How can the General Data Protection Regulation help digitalisation of the industry?
22 July 2020
When I was studying abroad in California (USA), I wanted to remain in touch with my family and friends. Hence, I decided to set up a social media account. This helped me share my great experience with my loved ones. At the same time, it made me aware that there was information that I wanted to share with the entire world, while there was also information I wanted to share with closer friends or family only. Since then, I have been actively engaged in privacy-related topics in connection with new technologies.

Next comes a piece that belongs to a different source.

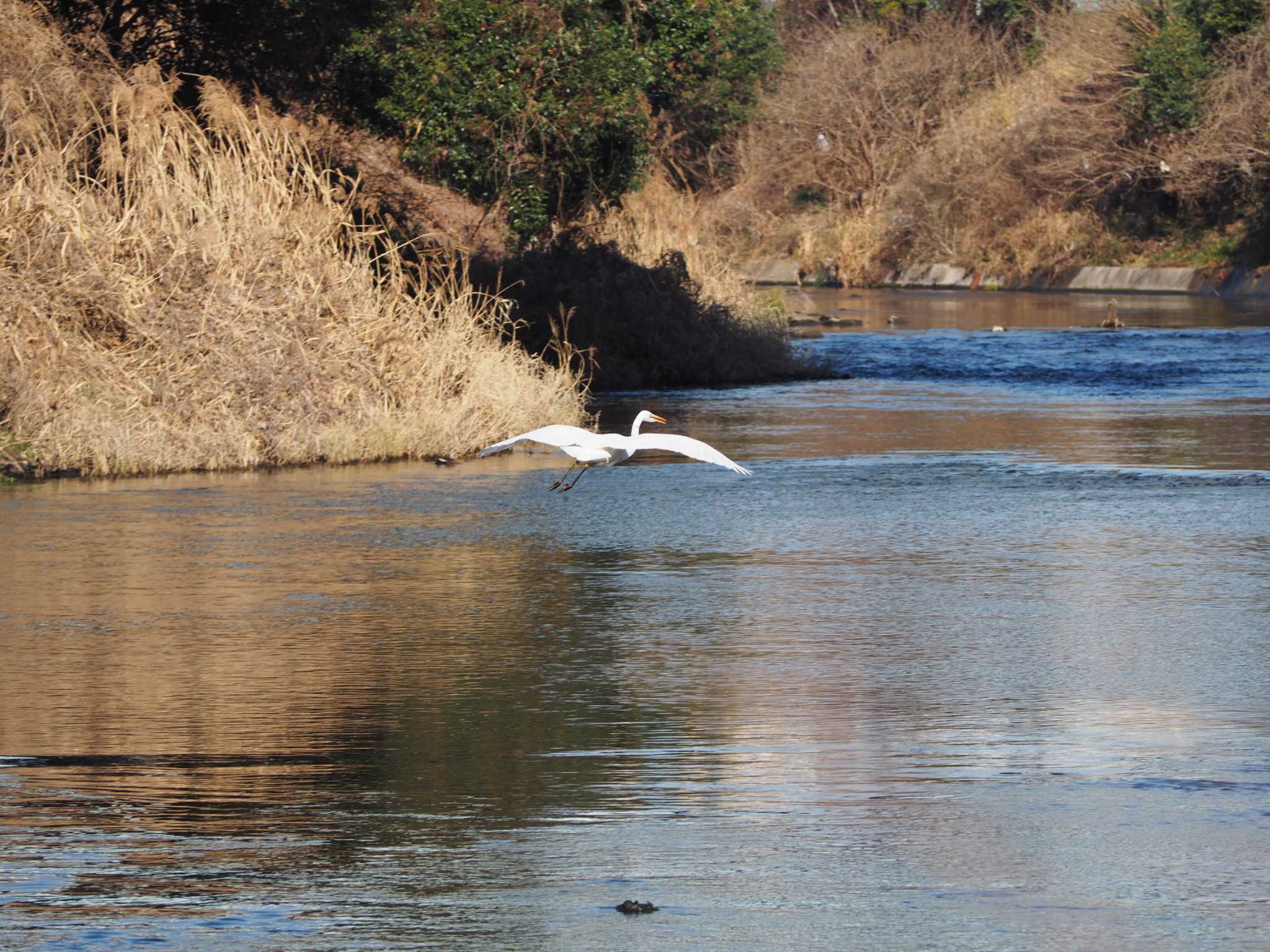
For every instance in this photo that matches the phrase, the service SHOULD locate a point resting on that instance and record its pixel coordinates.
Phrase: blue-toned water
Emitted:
(975, 660)
(1142, 363)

These days the debate on privacy, focusing in particular on the tracing apps that EU Member States are creating to help fight the COVID-19 pandemic, is on everybody’s mind. On one hand, it is clear that technology, including AI, can help governments solve the current health crisis. On the other hand, privacy is key for the citizens’ acceptance of these innovative technologies.
I am fully convinced of the benefits of digitalisation; thanks to digitalisation, our children can continue learning even when schools are closed due to the COVID-19 pandemic. Moreover, it has helped me to remain in touch with my loved ones when physical contact was not possible due to health concerns.
If I translate this now to my current job, representing Europe’s technology industries, companies that innovate at the crossroads of digital and physical technology, it is clear that digitalisation brings great benefits; this is even more true now that companies need to recover from the COVID-19 crisis. To this end, a balanced interpretation of the General Data Protection Regulation (GDPR) can enable our companies to take full advantage of AI applications while safeguarding privacy rights.
I am also persuaded that one of the main benefits of the GDPR is that it has created legal certainty and increased harmonisation in the European Union. In this respect, it is both in the interest the companies and of the consumers to have a harmonised interpretation of the GDPR at European level. Hence, it is important to increase the coordination between the national authorities, which are in charge of enforcing the GDPR, on this topic.
Personally, I think that the adoption of the GDPR has been a great improvement as it has put privacy on the map. It seems like ages ago since privacy was only a niche topic for nerdy lawyers surfing in California; now, Europe showed great leadership in adopting such forward-thinking legislation.